Ihm stand der Sinn nicht danach, seine dicke Margot zu prügeln. Inzwischen hatte in seinem Verstand sich dies und das gereimt; der Widerstand seines Denkens ließ nach. Er rief:
«Sie hat recht, zu verbieten, daß ein Mord geschieht! Ich verbiete es auch!»
«Geht!» Kalt und hart wies Madame Catherine ihnen beiden die Tür — vor der heute nicht einmal Wachen standen. Sie hatte daher das Schlimmste zu fürchten, und ihre wohlbewahrte Ruhe war überaus verdienstvoll. Dieser Nachkomme barbarischer Ritter konnte sie einfach gefangensetzen, ihr Sohn d’Anjou, so viel mehr ihr eigen, stand ihr dann nicht mehr bei, denn was geschehen ist, ist geschehn. In diesem allzu wißbegierigen Mädchen aber entdeckte sie zuerst Gefahren. Sie blieb beherrscht.
«Geht.» Nur leider, sie gingen nicht.
«Der Admiral Coligny soll am Leben bleiben!»
«Der König von Navarra soll am Leben bleiben!»
Sie riefen es gleichzeitig, die beiden Namen schlugen aneinander, jeder verdrängte jeden. Die Alte zuckte dann auch die Achseln.
«Da seht ihr’s: ihr seid euch nicht einig.»
«Ich will dasselbe wie meine dicke Margot.»
«Mein Bruder, der König, wird mir helfen.»

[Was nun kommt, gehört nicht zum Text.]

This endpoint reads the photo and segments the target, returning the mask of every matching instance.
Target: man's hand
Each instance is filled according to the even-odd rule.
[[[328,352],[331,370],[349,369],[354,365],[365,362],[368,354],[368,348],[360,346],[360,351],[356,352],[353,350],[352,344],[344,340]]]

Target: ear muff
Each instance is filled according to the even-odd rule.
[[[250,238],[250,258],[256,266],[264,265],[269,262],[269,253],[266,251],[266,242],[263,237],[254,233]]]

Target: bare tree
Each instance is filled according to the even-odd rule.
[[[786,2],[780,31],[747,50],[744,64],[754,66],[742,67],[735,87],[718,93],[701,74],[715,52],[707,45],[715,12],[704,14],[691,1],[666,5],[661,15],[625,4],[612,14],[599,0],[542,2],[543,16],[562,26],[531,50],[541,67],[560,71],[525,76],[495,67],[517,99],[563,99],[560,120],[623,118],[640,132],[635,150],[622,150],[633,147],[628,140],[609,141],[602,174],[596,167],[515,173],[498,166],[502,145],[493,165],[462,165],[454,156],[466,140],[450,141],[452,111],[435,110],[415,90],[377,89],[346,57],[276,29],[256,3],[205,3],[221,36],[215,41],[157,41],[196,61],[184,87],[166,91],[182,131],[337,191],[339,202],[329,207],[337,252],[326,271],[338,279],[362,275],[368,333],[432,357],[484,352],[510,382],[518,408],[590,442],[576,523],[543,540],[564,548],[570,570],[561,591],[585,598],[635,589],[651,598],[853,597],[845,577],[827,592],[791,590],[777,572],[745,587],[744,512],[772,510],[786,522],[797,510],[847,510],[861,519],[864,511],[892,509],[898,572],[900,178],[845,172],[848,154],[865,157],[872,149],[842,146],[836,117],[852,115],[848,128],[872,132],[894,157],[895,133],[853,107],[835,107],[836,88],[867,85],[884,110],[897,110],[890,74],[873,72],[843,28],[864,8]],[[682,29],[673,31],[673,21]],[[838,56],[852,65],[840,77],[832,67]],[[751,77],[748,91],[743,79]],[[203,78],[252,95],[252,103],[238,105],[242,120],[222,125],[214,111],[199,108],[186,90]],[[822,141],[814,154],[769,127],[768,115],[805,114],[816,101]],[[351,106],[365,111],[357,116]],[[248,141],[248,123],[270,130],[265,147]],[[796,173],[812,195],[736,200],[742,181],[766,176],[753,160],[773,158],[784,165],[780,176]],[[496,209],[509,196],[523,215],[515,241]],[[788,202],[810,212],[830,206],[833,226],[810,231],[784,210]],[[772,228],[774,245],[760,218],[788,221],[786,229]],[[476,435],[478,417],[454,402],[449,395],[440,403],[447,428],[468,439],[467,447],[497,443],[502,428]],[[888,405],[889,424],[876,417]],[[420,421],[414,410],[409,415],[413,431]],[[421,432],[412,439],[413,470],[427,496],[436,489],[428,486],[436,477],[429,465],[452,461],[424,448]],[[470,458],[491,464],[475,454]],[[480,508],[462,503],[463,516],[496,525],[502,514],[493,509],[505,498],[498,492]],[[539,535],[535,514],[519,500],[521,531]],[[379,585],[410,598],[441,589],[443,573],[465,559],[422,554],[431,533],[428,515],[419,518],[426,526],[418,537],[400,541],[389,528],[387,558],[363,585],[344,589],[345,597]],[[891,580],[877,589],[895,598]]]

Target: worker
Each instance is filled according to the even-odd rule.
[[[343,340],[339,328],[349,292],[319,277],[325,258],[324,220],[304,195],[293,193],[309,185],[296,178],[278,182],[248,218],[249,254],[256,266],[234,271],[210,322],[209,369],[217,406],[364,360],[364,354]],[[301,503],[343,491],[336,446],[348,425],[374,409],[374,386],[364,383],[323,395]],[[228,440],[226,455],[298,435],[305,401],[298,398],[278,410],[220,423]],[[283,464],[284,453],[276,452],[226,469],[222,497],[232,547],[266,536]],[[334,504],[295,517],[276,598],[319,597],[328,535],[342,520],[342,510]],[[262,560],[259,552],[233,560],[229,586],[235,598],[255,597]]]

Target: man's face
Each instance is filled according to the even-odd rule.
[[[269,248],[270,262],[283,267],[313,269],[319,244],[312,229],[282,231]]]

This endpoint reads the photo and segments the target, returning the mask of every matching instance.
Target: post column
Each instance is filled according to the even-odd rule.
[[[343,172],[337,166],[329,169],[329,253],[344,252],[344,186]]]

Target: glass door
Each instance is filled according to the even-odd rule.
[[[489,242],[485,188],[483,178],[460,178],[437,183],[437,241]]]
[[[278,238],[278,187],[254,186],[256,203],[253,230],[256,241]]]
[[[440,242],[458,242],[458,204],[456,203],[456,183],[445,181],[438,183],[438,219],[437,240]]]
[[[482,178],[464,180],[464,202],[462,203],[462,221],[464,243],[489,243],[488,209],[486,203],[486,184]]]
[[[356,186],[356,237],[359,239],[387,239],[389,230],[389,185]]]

Demnach hatte sie es mit Verbündeten zu tun. Sobald aber Madame Catherine nicht mehr die Stärkere war, pflegte sie zur List überzugehen.

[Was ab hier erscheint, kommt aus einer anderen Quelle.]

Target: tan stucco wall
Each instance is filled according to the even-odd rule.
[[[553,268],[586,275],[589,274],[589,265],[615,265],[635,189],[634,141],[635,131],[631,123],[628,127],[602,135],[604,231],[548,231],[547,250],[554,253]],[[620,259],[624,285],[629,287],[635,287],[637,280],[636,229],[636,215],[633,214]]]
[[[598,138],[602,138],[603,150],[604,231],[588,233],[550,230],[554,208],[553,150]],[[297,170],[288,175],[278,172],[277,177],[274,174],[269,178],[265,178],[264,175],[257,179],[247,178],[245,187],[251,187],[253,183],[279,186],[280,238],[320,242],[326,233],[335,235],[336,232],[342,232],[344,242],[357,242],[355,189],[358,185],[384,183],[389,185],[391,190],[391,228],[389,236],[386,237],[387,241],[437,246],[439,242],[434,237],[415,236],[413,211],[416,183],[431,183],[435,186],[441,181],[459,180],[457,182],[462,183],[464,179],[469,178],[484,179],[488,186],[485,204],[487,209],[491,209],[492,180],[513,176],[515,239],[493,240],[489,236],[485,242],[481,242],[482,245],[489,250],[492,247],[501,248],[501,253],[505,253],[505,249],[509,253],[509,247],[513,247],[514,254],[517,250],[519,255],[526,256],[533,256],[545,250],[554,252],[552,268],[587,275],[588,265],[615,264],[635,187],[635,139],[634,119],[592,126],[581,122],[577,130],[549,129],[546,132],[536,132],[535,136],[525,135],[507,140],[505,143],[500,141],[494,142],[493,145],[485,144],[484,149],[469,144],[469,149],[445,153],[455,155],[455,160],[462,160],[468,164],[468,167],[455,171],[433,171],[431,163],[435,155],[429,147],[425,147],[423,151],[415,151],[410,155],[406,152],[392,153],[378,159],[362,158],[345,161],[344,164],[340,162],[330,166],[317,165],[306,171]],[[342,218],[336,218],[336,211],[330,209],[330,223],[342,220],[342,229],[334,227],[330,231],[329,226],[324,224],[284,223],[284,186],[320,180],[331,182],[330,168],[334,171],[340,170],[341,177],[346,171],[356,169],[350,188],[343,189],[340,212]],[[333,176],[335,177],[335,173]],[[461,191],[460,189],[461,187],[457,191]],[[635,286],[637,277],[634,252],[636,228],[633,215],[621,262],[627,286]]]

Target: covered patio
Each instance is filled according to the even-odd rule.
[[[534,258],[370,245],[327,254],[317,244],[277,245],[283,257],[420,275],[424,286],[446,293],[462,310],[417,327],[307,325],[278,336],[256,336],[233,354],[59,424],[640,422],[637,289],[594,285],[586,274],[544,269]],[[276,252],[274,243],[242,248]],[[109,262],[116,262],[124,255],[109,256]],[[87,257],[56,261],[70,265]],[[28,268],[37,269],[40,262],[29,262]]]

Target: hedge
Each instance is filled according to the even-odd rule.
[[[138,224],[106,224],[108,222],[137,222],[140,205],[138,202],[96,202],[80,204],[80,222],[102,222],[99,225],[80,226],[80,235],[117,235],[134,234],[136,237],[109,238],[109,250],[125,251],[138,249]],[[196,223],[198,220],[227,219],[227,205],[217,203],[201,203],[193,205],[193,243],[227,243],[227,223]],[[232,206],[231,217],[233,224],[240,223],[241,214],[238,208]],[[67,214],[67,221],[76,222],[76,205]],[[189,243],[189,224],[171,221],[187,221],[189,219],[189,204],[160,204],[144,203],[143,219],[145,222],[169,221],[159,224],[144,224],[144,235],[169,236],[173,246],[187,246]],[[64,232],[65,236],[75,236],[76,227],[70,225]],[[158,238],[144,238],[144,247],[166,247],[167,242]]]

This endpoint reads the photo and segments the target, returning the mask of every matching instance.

«Wir wollen einen Vertrag machen, liebe Kinder. Ihr habt zwei Personen genannt. Keiner von beiden wünsche ich etwas Übles. Keinen Finger werde ich erheben, damit eine von ihnen fällt. Sollte aber dennoch eine der beiden Personen fallen, dann, geliebte Kinder, dürft ihr nicht verlangen, daß ich die andere noch schütze. Es ginge über mein Vermögen», setzte sie hinzu, eher kläglich — denn ihre Tochter wuchs. Die Königin von Navarra wurde groß von Gestalt, vermöge Wissens und Willens.
«Ich verstehe die Sprache der Vögel», sagte sie auf die arme Alte hinunter. «Die zwiespältige Zunge Eurer Majestät meint, daß Sie zuerst den Herrn Admiral wollen töten lassen, dann aber auch den König von Navarra, meinen Mann.»
«Kann man so reden!»
«Sie hat es heraus!» rief Karl erleuchtet. «Meine dicke Margot ist klug und weiß alles. Der Herr Admiral soll aber am Leben bleiben. Ich befehl es. Er ist mein Vater.»
«Kann man so reden!» wiederholte die Alte, verließ den beschwerlich nachhinkenden Sohn und hielt sich an die ungleich schnellere Tochter.
«Bedenke selbst, ob irgend jemand hier noch gebieten könnte — dem Haß der Parteien, der Leidenschaft der Menschen, einander zu töten.»
«Nicht den König, meinen Mann!»
«Ich könnte es so wenig wie du. Sie wollen Blut haben. Niemand weiß im voraus, womit es anfängt.»
«Du weißt es.»
«Du weißt es!» brüllte Karl.
Die Alte war zusammengezuckt; jetzt wurde sie traurig, edel traurig, kein ungeordnetes Gewinsel, die Haltung derer, die schwer trägt an vielem, das verantwortet werden muß.
«Hinter meiner Stirn», begann sie und bohrte den Zeigefinger in ihre Schläfe, «steht aufgerichtet Haus Valois. Nicht hinter eurer. Ihr seid jung und folgt euren Begierden. Ich halte allein mit meinem Gehirn die große Last, sonst fiele sie, ihr alle und das Haus.»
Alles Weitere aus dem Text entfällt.